The Reformation movement reached Hungary in the 16th century. By the middle of the century large parts of Hungary had joined the Reformation, especially the eastern part where the population enjoyed the protection of the princes of Transylvania. Though Lutheran in its initial inspiration, the movement came under Calvinist influence; the churches adopted Presb polity. In the 17th century the movement was severely repressed through the combined efforts of the Hapsburg dynasty and the RCath hierarchy. The work of the Counter-Reformation culminated in Archbishop Szelepcsényi’s “Bloody Tribunal” in Bratislava (1673). Catholicism was ruthlessly reimposed all over the country. Pastors were forced to renounce their faith, many were expelled, and some sold as galley-slaves.

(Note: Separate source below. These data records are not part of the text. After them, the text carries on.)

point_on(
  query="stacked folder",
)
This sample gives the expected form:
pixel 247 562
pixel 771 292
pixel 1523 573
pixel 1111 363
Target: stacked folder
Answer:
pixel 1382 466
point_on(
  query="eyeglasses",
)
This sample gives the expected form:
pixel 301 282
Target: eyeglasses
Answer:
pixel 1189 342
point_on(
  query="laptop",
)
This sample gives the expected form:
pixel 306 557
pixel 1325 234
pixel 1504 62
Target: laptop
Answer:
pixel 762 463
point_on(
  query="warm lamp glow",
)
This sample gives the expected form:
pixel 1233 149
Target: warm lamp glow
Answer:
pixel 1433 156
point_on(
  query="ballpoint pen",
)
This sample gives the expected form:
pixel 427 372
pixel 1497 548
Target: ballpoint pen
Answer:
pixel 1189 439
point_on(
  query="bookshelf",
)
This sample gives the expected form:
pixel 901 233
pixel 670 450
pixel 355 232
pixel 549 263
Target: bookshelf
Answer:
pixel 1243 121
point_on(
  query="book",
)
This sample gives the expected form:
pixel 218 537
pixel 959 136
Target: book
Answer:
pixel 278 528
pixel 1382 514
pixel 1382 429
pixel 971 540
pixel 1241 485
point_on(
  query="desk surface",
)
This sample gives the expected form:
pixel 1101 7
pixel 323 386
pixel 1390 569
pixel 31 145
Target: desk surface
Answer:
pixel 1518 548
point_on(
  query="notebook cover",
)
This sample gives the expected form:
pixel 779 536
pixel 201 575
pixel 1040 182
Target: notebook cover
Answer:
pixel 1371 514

Repression did not end until the end of the 18th century. The Diet of 1790-1791 granted Prot basic civil rights. The Reformed Church suffered further reprisals, however, after the War of Independence (1848-1849). Finally, the Agreement of 1867 set the pattern for church-state relations until the end of World War II (1945).
In the 17th and 18th centuries the Presb system was developed; elders held a dominant position in the life of the congr. The synod of 1881 laid the basis for the Constitution, which, with additions, is still in force today. One of the church’s particularities is the retention of the office of bishop, though the position carries administrative rather than hierarchical authority.
After both World Wars Hungarian-speaking territories were distributed to neighboring states. Hungarian-speaking churches can be found in the following countries: Croatia, Czech Republic, Romania, Slovakia, Ukraine, and Yugoslavia. There is also a large Diaspora around the world. In 1995 a (consultative) Synod of Hungarian-speaking churches was formed.
After World War II Hungary came under Communist rule. In 1948 Marxist- Leninist ideology, with its strong antireligious basis, became the official position of the regime. Though freedom of conscience was officially guaranteed, the churches came under tight government control. Church institutions (schools, hospitals, etc.) were confiscated and religious life confined within church walls. While there was courageous resistance by individuals, the church generally sought to survive by working together with the authorities. A new era began in 1989. After the first democratic elections in 1990, the parliament passed a constitutional law guaranteeing the enactment of freedom of conscience and religion. Many properties were returned to the churches.
The Reformed Church of Hungary now has the immense task of grasping those new opportunities offered to her today in a society which is deeply affected by secularization. In many fields new initiatives have been launched —in the field of evangelism (e.g.,evangelistic work among the gypsies), education (e.g.,church schools), and social work. The text of a new church constitution is under consideration. The church works closely with other Prot churches, in particular through the Ecumenical Council of Hungarian churches (founded in 1943). As a result of the new religious freedom, the country is also exposed to an influx of foreign missionaries sent by various religious groups and sects.